A supposed second species, K. "gigantus", was mentioned in a popular book as being a 21 m long vertebral column from the Middle Jurassic Shishugou Formation. It is a nomen nudum and does not pertain to Kelmayisaurus, but instead appears to be a lapsus calami for the sauropod Klamelisaurus.

==Classification==
Kelmayisaurus had been thought to be a nomen dubium due to its scanty remains, and its phylogenetic position was uncertain. It was usually regarded as a basal tetanuran of uncertain affinities. However, Kelmayisaurus is diagnosable by the form and presence of a deeply inset accessory groove on the lateral side of the dentary, the main toothbearing bone of the lower jaw. Some of its features are like those of carcharodontosaurians, but they are also seen in large megalosauroids like Megalosaurus and Torvosaurus.

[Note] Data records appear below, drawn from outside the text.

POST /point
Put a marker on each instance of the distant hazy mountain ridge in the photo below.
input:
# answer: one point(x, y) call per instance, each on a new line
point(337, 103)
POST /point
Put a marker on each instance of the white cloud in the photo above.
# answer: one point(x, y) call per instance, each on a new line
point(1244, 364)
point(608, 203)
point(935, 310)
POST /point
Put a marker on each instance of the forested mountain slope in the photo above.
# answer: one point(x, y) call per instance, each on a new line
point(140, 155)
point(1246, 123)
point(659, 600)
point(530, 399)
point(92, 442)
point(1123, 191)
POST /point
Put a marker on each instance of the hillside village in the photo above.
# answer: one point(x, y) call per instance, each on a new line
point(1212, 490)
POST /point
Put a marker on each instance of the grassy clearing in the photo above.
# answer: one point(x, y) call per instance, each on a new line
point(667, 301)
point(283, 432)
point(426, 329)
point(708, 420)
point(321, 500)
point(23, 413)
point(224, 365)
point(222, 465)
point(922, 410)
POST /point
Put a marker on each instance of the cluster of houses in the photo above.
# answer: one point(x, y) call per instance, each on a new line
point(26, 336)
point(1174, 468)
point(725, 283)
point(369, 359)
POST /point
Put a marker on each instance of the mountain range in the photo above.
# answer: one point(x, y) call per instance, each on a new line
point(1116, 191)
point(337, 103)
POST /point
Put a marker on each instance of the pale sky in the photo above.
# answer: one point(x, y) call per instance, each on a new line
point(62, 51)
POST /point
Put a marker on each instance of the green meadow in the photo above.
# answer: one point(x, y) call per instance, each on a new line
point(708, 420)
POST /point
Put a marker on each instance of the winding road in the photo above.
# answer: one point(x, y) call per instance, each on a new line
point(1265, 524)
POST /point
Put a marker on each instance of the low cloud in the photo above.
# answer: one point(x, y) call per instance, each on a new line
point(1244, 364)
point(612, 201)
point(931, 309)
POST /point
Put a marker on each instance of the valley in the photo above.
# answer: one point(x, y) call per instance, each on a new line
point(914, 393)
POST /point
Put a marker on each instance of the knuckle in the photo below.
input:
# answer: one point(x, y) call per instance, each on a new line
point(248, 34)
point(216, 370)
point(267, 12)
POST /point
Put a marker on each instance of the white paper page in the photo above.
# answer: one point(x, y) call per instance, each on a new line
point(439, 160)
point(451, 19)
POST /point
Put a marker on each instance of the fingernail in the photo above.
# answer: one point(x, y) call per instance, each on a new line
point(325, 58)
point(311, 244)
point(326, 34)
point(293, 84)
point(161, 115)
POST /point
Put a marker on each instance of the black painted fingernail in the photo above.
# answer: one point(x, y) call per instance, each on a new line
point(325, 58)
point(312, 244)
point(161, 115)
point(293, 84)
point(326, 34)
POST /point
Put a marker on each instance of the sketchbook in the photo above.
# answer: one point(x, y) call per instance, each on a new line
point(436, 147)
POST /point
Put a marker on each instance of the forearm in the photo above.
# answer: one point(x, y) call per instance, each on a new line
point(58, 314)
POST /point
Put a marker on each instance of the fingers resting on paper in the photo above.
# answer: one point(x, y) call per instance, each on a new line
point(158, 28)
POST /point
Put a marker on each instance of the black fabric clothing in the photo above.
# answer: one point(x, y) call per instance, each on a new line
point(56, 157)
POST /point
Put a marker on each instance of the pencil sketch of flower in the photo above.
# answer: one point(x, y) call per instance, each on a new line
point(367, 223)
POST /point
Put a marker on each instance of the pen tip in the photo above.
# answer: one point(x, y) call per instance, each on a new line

In 2011, a redescription of the holotype by Stephen L. Brusatte, Roger B.J. Benson and Xing Xu found Kelmayisaurus to be valid genus of Carcharodontosauridae with a single autapomorphy. A phylogenetic analysis of Tetanurae recovered K. petrolicus as a basal carcharodontosaurid in a trichotomy with Eocarcharia and a clade comprising more derived carcharodontosaurids.